"Re petrolio" non è ancora alla fine: ecco perché

Re Petrolio non cede il passo. Dagli utili delle big ai colossi dell'auto, come si muovono sull'oro nero gli attori economici.

"Re petrolio" non è ancora alla fine: ecco perché

"Re Petrolio" non abdica. Almeno per ora. I dati sul calo delle entrate finanziarie ed erariali russe di febbraio 2023 rispetto a un anno fa mostrano che a pesare sulla decrescita delle fonti erariali di Mosca (-46%) per i ridotti affari con l'Europa e l'Occidente è soprattutto il -48% segnato dalle entrate fiscali del petrolio.

Il caso europeo è emblematico di quanto, nonostante l'emergenza gas, il petrolio non sia meno importante nella grand strategy energetica delle potenze. "Dal 2000", nota Il Sole 24 Ore, "il mix energetico dell’Unione Europea si è notevolmente modificata ma il ruolo di re petrolio è solamente scalfito — dal 38,7% al 32,7% — a vantaggio di un altro idrocarburo, il metano salito dal 20,6% al 24,4%. Rinnovabili e biocarburanti hanno guadagnato più di 11 punti percentuali passando dal 6,4% al 17,9% del fabbisogno di energia dell’Europa". Di recente proprio sul petrolio gli Stati Uniti hanno mosso una sfida energetica non secondaria alla Russia, aprendo al fatto che gli Emirati Arabi escano dall'Opec per aumentare la produzione, sfidando la posizione di Mosca e dell'Arabia Saudita per un contenimento graduale dell'output finalizzato all'innalzamento dei prezzi.

Il ruolo centrale del petrolio continua in diverse filiere

In quest'ottica, il petrolio continua a essere dominante in diverse filiere, prima fra tutti quella dei trasporti. L'autonomia italiana in materia di raffinazione petrolifera e di produzione di derivati di alto valore aggiunto, garantita anche dall'impianto di Priolo in Sicilia, ha evitato scossoni al mercato interno dopo il bando delle importazioni di questo tipo dalla Russia deciso dall'Unione Europea. E in prospettiva lo status quo dominante non appare destinato a essere stravolto negli anni a venire.

Profitti da estrazione, raffinazione e distribuzione

Così come l'età della pietra non è finita per assenza di pietre, non è l'assenza di petrolio che terminerà l'era dell'oro nero. I risultati economici e aziendali di molte big del settore lo testimoniano: estrazione, raffinazione e distribuzione continuano a essere un mercato florido.
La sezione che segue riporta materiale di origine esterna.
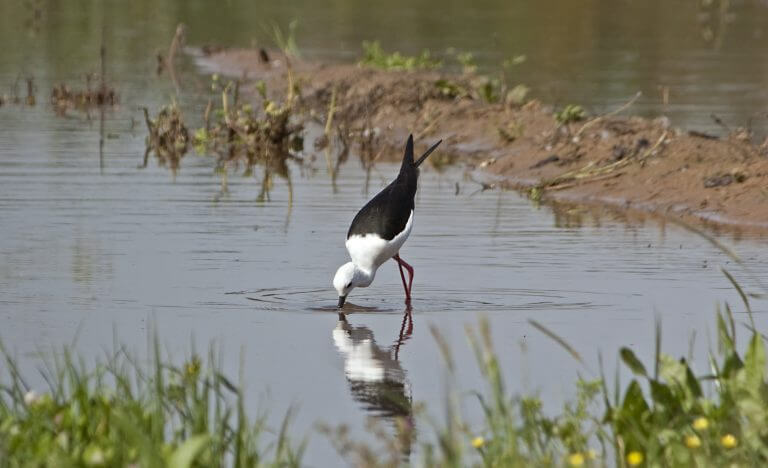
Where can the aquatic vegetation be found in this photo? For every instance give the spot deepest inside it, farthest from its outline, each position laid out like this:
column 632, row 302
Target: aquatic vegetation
column 119, row 414
column 375, row 56
column 168, row 137
column 241, row 132
column 570, row 113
Su queste colonne abbiamo parlato della posizione di Eni: la major italiana dell'oil&gas ha piazzato utili operativi e post-imposte ai massimi storici. "Eni non è l’unica compagnia energetica ad aver annunciato profitti record", nota AltrEconomia ricordando che "nelle scorse settimane lo hanno fatto Exxon Mobil (oltre 52 miliardi di euro), TotalEnergies (quasi 34 miliardi di euro), Shell (quasi 38 miliardi di euro) e BP (oltre 26 miliardi di euro)". E in prospettiva la sfida promossa da Italia e Germania nel mondo dell'auto per andare oltre il blocco al 2035 della vendita a auto col motore endotermico lascia pensare che anche nel settore auto, il più toccato dagli alti e bassi del mercato del petrolio ma anche quello che può dargli in prospettiva la batosta più grave, la transizione sarà molto più lunga.
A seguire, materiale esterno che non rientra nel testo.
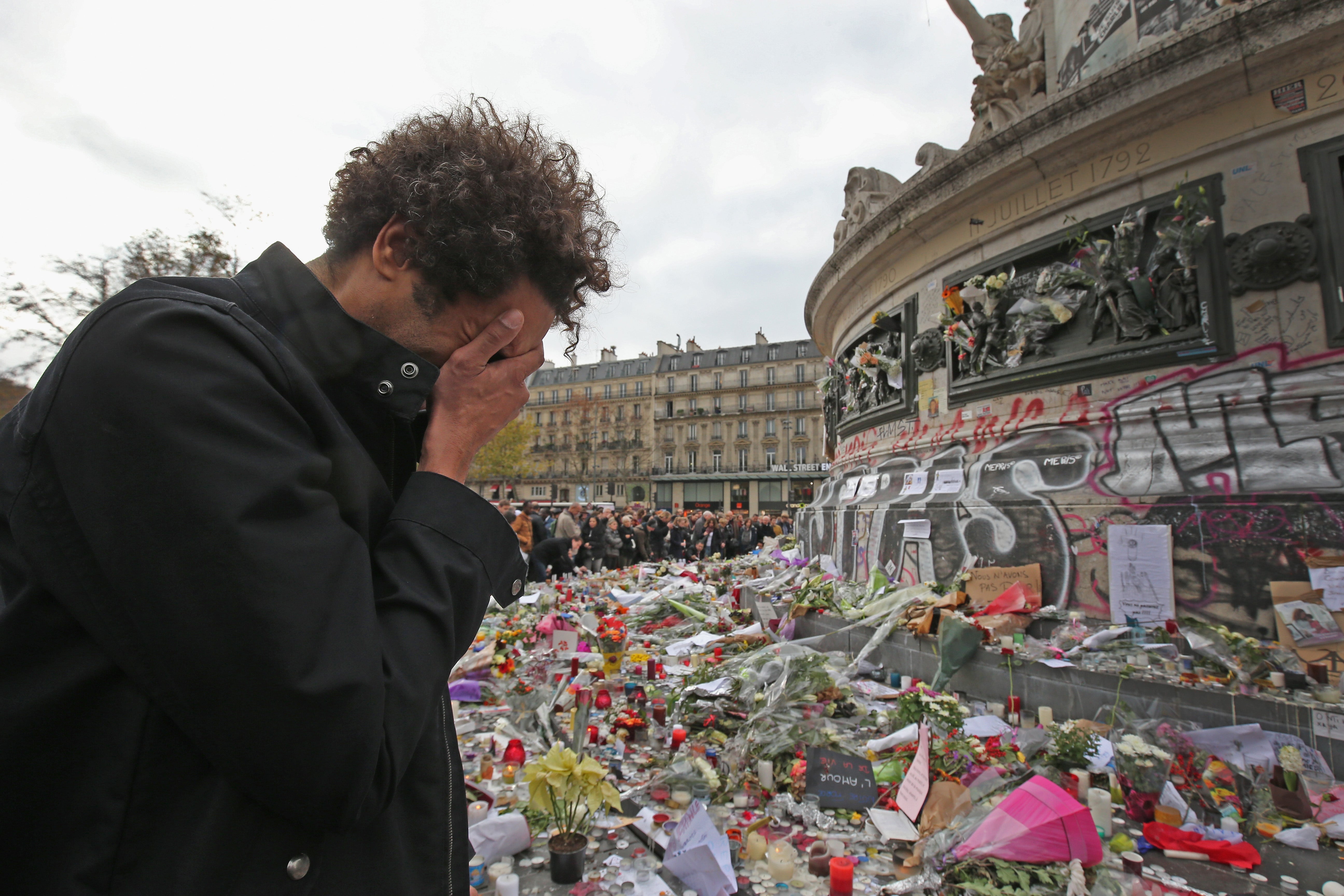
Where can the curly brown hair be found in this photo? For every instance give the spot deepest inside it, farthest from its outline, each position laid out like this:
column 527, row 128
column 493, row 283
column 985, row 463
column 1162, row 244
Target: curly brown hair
column 488, row 199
Di recente, un'indicazione in questo senso l'hanno data Renault e Geely, colosso cinese dell'auto elettrica, che hanno firmato a Parigi un accordo per costituire una società, Horse, volta a sviluppare motori endotermici ancora basati sui derivati del petrolio, per quanto meno inquinanti. Il dato significativo è il terzo partner dell'iniziativa, la società petrolifera saudita Aramco, colosso mondiale del greggio. Un interessante asse franco-saudita-cinese rimodula il futuro del mercato dell'auto, con un occhio a biocarburanti e scelte "terze" rispetto all'elettrico.

Il petrolio, insomma, farà ancora compagnia alle nostre società per diversi anni, se non decenni.

E dunque le fluttuazioni di prezzo dell'oro nero continueranno a interessare attivamente imprenditori, investitori, comuni cittadini in tutta Europa e non solo. Re Petrolio non ha ancora abdicato. E non ha intenzione di farlo a breve.